Em poucas palavras 368

Kiyoshi Harada
Kiyoshi Harada

STF governando

Em decisão inédita o Ministro Edson Fachin determinou que a União apresente em 90 dias planos de desintrusão da Terra Indígena Cachoeira Seca, no estado do Pará.

Determinou, ainda, que a União crie o Comitê para proteção de povos indígenas isoladas.

Já se tornou uma praxe o Ministro Edson Fachin, conhecido pelo uso de linguajar peculiar como “imprescrutabilidade” e, agora, “desintrusão”, ingressar na seara das políticas públicas ordenando despesas não previstas no orçamento.

Duas pessoas praticando atos de governo, não há como preservar a saúde financeira do Estado.

Não há como manter o equilíbrio orçamentário forçando o governo a gastar mais do que arrecada e sem nenhuma previsão orçamentária de despesas.

Não é por acaso que existe o princípio da separação dos poderes protegido em nível de cláusula pétrea.

Ministro Edson Fachin nega sustentação oral a um advogado

O Presidente do STF, Ministro Edson Fachin, negou a um advogado sustentação oral em agravo regimental, e acrescentou que ainda fosse cabível a sustentação não poderia ocorrer sem a beca.

Um advogado deveria saber que o Regimento Interno da Corte veda sustentação oral em agravo regimental e que esse Regimento tem força da lei, apesar de formalmente não se igualar a uma lei aprovada pelo Congresso Nacional.

Outrossim, é muito estranho que um causídico pretenda fazer sustentação oral na mais Alta Corte do País sem a vestimenta apropriada.

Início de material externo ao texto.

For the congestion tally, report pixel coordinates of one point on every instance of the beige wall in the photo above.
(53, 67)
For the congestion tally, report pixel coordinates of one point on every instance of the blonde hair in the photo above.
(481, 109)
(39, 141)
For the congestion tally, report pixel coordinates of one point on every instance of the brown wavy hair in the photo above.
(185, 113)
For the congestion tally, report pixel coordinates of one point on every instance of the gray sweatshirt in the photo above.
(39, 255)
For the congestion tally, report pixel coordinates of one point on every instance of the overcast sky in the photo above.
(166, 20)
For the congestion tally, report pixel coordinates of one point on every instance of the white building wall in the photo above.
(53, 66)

STJ anula homologação de sentença estrangeira

A Corte Especial do STJ acolheu a ação rescisória para anular a decisão homologatória de sentença estrangeira oriunda da Polônia para execução de alimentos no Brasil, por 6 votos contra 4.

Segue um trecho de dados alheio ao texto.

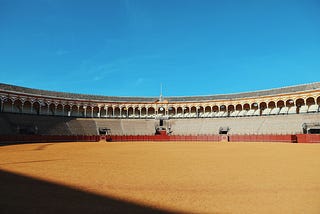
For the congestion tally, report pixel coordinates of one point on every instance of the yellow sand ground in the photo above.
(190, 177)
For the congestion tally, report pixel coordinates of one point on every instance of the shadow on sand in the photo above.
(22, 194)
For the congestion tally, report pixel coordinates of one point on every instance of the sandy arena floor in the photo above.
(184, 177)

A Corte Especial concluiu que a citação por edital não havia sido precedida da demonstração do esgotamento das diligências razoáveis para localização do executado (AR nº 7.528).

Pergunta-se, o que se entende por “diligências razoáveis”?

No caso, atendendo à solicitação da autoridade central brasileira, a Justiça Polonesa informou que o endereço do citado era desconhecido.

A decisão proferida na ação rescisória contraria o entendimento da própria Corte Especial firmado no julgamento submetido a recurso repetitivo enfrentando o Tema 1.338.

A instabilidade jurisprudencial da Corte Especial conspira contra o princípio da segurança jurídica, pois os precedentes não são observados ainda que estável a composição da Corte.

STJ examina a fixação de verba honorária quando o sócio é excluído do pólo passivo na exceção de pré-executividade

A Corte Especial iniciou o julgamento para definir os honorários advocatícios no caso de exclusão do sócio do pólo passivo, por força da exceção de pré-executividade acolhida pelo Tribunal.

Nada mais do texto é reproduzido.